Die Einrichtung von Nationalparken und anderen Großschutzgebieten dient dabei auch der Umsetzung unserer internationalen Zusagen, insbesondere der globalen Vereinbarung für die Natur, die wir im Dezember auf der Weltnaturkonferenz in Montreal verabschiedet haben.

Damit hat die internationale Staatengemeinschaft eine Trendwende hin zur Wiederherstellung der Natur beschlossen. Bis 2030 sollen mindestens 30 Prozent der weltweiten Landes- und Meeresfläche unter Schutz gestellt und 30 Prozent der geschädigten Ökosysteme renaturiert werden.

Mir ist sehr wichtig, dass wir das Abkommen von Montreal in Deutschland ambitioniert umsetzen. Ebenso wie die EU-Biodiversitätsstrategie, nach der bis 2030 zehn Prozent der europäischen Landes- und Meeresfläche unter strengen Schutz gestellt werden sollen.

Mit Bezug auf die Nationalparke heißt das für uns, zu prüfen: Wie können wir unser Gebietsnetz stärken?
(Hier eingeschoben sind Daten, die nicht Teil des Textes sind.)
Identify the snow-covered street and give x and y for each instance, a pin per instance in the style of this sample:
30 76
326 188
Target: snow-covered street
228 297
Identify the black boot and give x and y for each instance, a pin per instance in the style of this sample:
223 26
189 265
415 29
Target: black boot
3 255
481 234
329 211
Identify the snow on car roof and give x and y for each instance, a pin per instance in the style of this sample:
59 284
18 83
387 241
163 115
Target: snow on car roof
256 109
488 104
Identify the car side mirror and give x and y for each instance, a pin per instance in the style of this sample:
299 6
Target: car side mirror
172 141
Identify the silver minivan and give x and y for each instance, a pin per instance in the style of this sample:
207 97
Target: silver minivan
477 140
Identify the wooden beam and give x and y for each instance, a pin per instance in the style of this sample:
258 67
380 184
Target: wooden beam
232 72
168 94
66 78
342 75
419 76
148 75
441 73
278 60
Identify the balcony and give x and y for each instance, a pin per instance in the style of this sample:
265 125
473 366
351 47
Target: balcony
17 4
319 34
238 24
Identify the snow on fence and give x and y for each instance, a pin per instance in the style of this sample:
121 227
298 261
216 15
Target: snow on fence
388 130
Sind die Gebiete gut genug untereinander vernetzt? Denn nur dann können sie Lebensräumen und Arten die nötigen Anpassungsmöglichkeiten an die Folgen der Klimakrise bieten. Ein Beispiel für diese Folgen haben wir in den Dürreschäden der bislang robust geglaubten Buchenwälder in den letzten Jahren gesehen.

Ziel unserer nationalen Biodiversitätsstrategie ist es, dass sich die Natur bis 2030 auf mindestens zwei Prozent der Fläche Deutschlands wieder nach ihren eigenen Gesetzmäßigkeiten entwickeln kann. Um das zu erreichen, sind noch einige Anstrengungen nötig. Wir stehen dazu in einer sehr konstruktiven Abstimmung mit den Bundesländern, wo noch Verbesserungen möglich sind, um die gesetzten Schutzgebietsziele zu erreichen.  

Nationalparke genießen in Deutschland ein hohes Ansehen. Es spielt dabei eine wichtige Rolle, dass die Menschen vor Ort stolz auf ihr Naturerbe sind. Sie haben außerdem erkannt, dass in Nationalparken Entwicklungschancen liegen. Denn Naturschönheit und Naturerlebnisse sind ein wichtiger Faktor für den Tourismus. So können Nationalparke eine hohe Wertschöpfung für die Regionen bringen.

Flächen wie Nationalparke, in denen sich die Natur dauerhaft nach eigenen Regeln entwickeln kann, wirken außerdem als natürliche Klimaschützer.

Wälder und Auen, Böden und Moore, Meere und Gewässer binden Kohlendioxid aus der Atmosphäre und speichern es langfristig. Sie können außerdem als Puffer gegen Folgen der Klimakrise wirken, indem sie Hochwasser aufnehmen und bei Hitze für Abkühlung sorgen.

Das brauchen wir heute mehr denn je, denn die Klimakrise ist längst auch in Deutschland angekommen. Die extremen Wetterereignisse der letzten Jahre haben das deutlich gezeigt. Um der doppelten Umweltkrise aus Erderhitzung und Artenaussterben gezielt entgegenzuwirken, müssen wir Natur- und Klimaschutz stärker zusammenführen.

Hier setzt das Aktionsprogramm Natürlicher Klimaschutz an, das wir Ende März im Kabinett beschlossen haben. Ziel ist es, Ökosysteme zu schützen, zu stärken und wiederherzustellen, damit sie natürliche Klimaschützer bleiben können. Bis 2026 wird das Bundesumweltministerium dafür vier Milliarden Euro bereitstellen. Das ist ein Quantensprung für den Naturschutz.

Nationalparke und andere Schutzgebiete werden dabei eine wichtige Rolle spielen. Als Teil des Aktionsprogramms planen wir unter anderem, weitere Wildnisflächen zu sichern und den natürlichen Klimaschutz in das Gebietsmanagement von Schutzgebieten zu integrieren.

Das Artenaussterben und die Klimakrise stellen uns vor enorme Herausforderungen. Das macht die Arbeit in den Schutzgebieten wichtiger denn je.

Die Politik muss die richtigen Weichen stellen. Aber ohne die Menschen vor Ort, die das Thema zu ihrer eigenen Sache machen, kann Naturschutz nicht erfolgreich sein. Ich danke Ihnen sehr für Ihre Arbeit und wünsche den Nationalen Naturlandschaften, dass sie sich weiter erfolgreich entwickeln.